In a 2015 study from, participants stated that Google was their number one source of distraction. It is all too easy look up a piece of information and get lost down the rabbit hole. You might start by checking a fact for work and end up researching vacation spots. Or who was eliminated on last night’s reality TV show.

Social Media

It should come as no surprise that social media is the second most popular form of distraction among employees. While social media accounts provide businesses with a powerful tool for connecting and engaging with existing and potential customers, it also creates a slippery slope of distraction.


Last, but not least, email easily makes the cut for the top three sources of distraction. If you are toiling away at a mundane task, it can be hard to resist stopping what you are doing when a new email pops up in your inbox. While only about 14% of all emails people receive are actually important, worth reading and responding to. Workers spend approximately 28% of their work week dealing with emails.

It is difficult to determine just how much these distractions add up to in lost time and productivity. Much of what we know about how much time workers waste on social media or other technological distractions comes from surveys were participants self-report. Obviously, workers are likely to underreport how much time they spend distracted. Subsequently, the numbers vary from 30 minutes to four hours a day depending on the study and who was surveyed.

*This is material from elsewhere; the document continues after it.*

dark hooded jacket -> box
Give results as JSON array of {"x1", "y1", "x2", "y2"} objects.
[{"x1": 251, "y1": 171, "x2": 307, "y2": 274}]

Is There an Upside to Being Distracted?

Maybe. Technology puts us in contact with a constant stream of new information. Whether you are reading promotional emails, scanning the latest news and trends or connecting on social media, you are ingesting massive amounts of content. You never know where the inspiration for your next big idea might come from and engaging on such a large scale might just provide you with the right spark.

Back to Our Big Question

Is technology more or a distraction than a tool for productivity? We believe that the answer comes down to how you use technology and how you incorporate new tools to combat the effects of constant distractions. There are several strategies you can use to make sure you’re getting the most out of using technology:

1. Establish clear boundaries and schedules

Block off certain periods throughout the day for checking email. You might consider setting aside 30 minutes at the beginning and end of the day so that you can spend the bulk of your time focusing on completing larger projects. Also, let friends and family know that you will only be able to respond to texts during lunch. This will avoid a constant stream of messages that probably aren’t all that important.

2. Set limits for your social media time

If you need to be on certain accounts for work, be sure to use your time wisely and stay on task. Again, set a 20-30 minute window for completing any social media tasks so that you can move on to other projects with a clear head.

3. Use the right tools

There are also some tools on the market that can help you avoid distractions and stay on task, like our time-tracking tool. It helps you keep track of how much time you spend on specific tasks without interrupting your concentration and workflow. As the Timeular Tracker is a physical device that you simply flip to start and stop tracking your activities, you don’t need to interact with any software while you are focussed on other tasks. This lowers the risk of getting distracted.

The bottom line

Yes, technology can be a distraction that can diminish your productivity. However, technology has also made the modern workplace more streamlined, efficient and accessible than ever. We believe the trick, as with any double-edge sword, is to use it correctly so that you don’t end up getting cut.